WHAT IS THE BEST WAY TO BACKUP MY DATA? – In Information Technology, a backup or the process of backing up refers to making copies of data so that these additional copies may be used to restore the original after a data loss event. The verb form is back up in two words, whereas the noun is backup (often used like an adjective in compound nouns).
Backups have two distinct purposes. The primary purpose is to recover data as a reaction to data loss, be it by data deletion or corrupted data. Data loss is a very common experience of computer users. 67% of internet users have suffered serious data loss. The secondary purpose of backups is to recover data from a historical period of time within the constraints of a user-defined data retention policy, typically configured within a backup application for how long copies of data are required. Though backups popularly represent a simple form of disaster recovery, and should be part of a disaster recovery plan, by themselves, backups should not alone be considered disaster recovery. Not all backup systems and/or backup applications are able to reconstitute a computer system, or in turn other complex configurations such as a computer cluster, active directory servers, or a database server, by restoring only data from a backup.

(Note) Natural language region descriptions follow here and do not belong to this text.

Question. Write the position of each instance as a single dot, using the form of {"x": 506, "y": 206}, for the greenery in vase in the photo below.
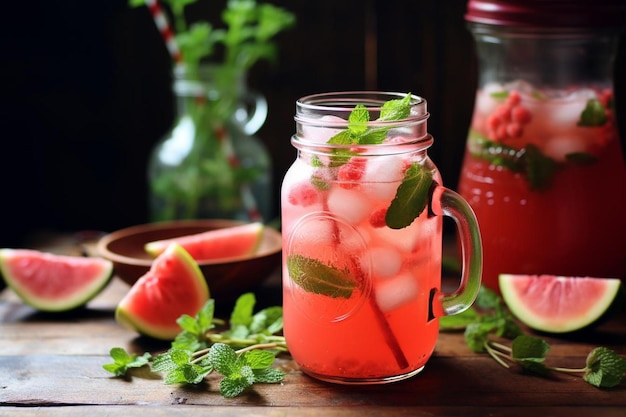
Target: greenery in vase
{"x": 225, "y": 54}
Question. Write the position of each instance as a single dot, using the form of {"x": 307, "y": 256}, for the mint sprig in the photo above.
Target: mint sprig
{"x": 593, "y": 115}
{"x": 199, "y": 349}
{"x": 316, "y": 277}
{"x": 411, "y": 197}
{"x": 413, "y": 193}
{"x": 359, "y": 133}
{"x": 489, "y": 321}
{"x": 124, "y": 361}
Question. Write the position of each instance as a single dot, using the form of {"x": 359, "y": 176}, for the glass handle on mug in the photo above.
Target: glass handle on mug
{"x": 454, "y": 206}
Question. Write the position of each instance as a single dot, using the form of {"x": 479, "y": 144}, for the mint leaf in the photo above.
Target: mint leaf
{"x": 529, "y": 348}
{"x": 477, "y": 335}
{"x": 539, "y": 168}
{"x": 268, "y": 375}
{"x": 357, "y": 121}
{"x": 192, "y": 338}
{"x": 605, "y": 368}
{"x": 242, "y": 312}
{"x": 458, "y": 321}
{"x": 319, "y": 278}
{"x": 123, "y": 361}
{"x": 223, "y": 358}
{"x": 259, "y": 359}
{"x": 344, "y": 137}
{"x": 411, "y": 197}
{"x": 359, "y": 133}
{"x": 593, "y": 115}
{"x": 240, "y": 372}
{"x": 396, "y": 109}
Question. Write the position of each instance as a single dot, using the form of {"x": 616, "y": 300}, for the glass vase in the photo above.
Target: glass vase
{"x": 210, "y": 164}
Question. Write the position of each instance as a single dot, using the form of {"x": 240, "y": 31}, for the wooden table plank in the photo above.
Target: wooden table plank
{"x": 464, "y": 381}
{"x": 55, "y": 361}
{"x": 227, "y": 411}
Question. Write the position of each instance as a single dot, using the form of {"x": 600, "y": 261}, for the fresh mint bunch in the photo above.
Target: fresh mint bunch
{"x": 248, "y": 328}
{"x": 123, "y": 361}
{"x": 199, "y": 349}
{"x": 490, "y": 320}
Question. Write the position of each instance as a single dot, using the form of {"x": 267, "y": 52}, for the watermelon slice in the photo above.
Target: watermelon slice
{"x": 173, "y": 286}
{"x": 229, "y": 242}
{"x": 51, "y": 282}
{"x": 557, "y": 304}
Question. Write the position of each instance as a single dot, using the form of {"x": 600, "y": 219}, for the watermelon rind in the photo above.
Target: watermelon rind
{"x": 52, "y": 282}
{"x": 173, "y": 286}
{"x": 227, "y": 242}
{"x": 558, "y": 304}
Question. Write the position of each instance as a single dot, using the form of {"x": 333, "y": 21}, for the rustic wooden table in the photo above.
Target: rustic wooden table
{"x": 51, "y": 364}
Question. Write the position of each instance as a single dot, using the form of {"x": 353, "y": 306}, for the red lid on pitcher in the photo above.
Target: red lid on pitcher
{"x": 548, "y": 13}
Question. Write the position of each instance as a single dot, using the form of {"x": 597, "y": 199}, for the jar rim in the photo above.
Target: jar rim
{"x": 415, "y": 144}
{"x": 310, "y": 108}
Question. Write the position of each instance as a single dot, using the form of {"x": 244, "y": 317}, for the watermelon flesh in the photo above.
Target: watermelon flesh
{"x": 173, "y": 286}
{"x": 229, "y": 242}
{"x": 557, "y": 304}
{"x": 51, "y": 282}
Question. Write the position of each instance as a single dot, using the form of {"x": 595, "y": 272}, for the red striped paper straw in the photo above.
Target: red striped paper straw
{"x": 165, "y": 29}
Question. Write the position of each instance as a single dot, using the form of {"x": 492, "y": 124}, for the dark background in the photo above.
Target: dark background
{"x": 86, "y": 94}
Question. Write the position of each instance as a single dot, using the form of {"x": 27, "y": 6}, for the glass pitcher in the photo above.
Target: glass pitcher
{"x": 544, "y": 167}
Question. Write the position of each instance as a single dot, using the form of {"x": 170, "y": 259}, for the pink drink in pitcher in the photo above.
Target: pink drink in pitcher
{"x": 545, "y": 174}
{"x": 362, "y": 292}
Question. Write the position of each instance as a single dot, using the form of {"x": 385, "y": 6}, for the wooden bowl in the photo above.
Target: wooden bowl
{"x": 228, "y": 277}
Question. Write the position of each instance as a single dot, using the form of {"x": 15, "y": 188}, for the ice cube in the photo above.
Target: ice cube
{"x": 382, "y": 177}
{"x": 386, "y": 261}
{"x": 349, "y": 204}
{"x": 395, "y": 292}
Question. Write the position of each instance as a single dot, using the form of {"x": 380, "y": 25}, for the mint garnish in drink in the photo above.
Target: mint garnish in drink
{"x": 412, "y": 194}
{"x": 411, "y": 197}
{"x": 319, "y": 278}
{"x": 358, "y": 133}
{"x": 594, "y": 114}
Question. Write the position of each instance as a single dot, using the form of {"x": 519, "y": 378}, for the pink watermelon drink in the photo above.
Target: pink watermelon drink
{"x": 361, "y": 251}
{"x": 545, "y": 174}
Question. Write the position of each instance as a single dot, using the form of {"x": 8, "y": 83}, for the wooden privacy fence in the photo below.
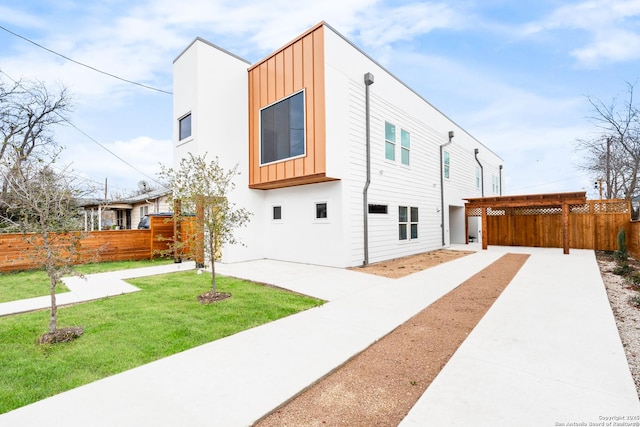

Since a backup system contains at least one copy of all data worth saving, the data storage requirements are considerable. Organizing this storage space and managing the backup process is a complicated undertaking. A data repository model can be used to provide structure to the storage. In the modern era of computing there are many different types of data storage devices that are useful for making backups. There are also many different ways in which these devices can be arranged to provide geographic redundancy, data security, and portability.
Before data is sent to its storage location, it is selected, extracted, and manipulated. Many different techniques have been developed to optimize the backup procedure. These include optimizations for dealing with open files and live data sources as well as compression, encryption, and de-duplication, among others. Many organizations and individuals try to have confidence that the process is working as expected and work to define measurements and validation techniques. It is also important to recognize the limitations and human factors involved in any backup scheme.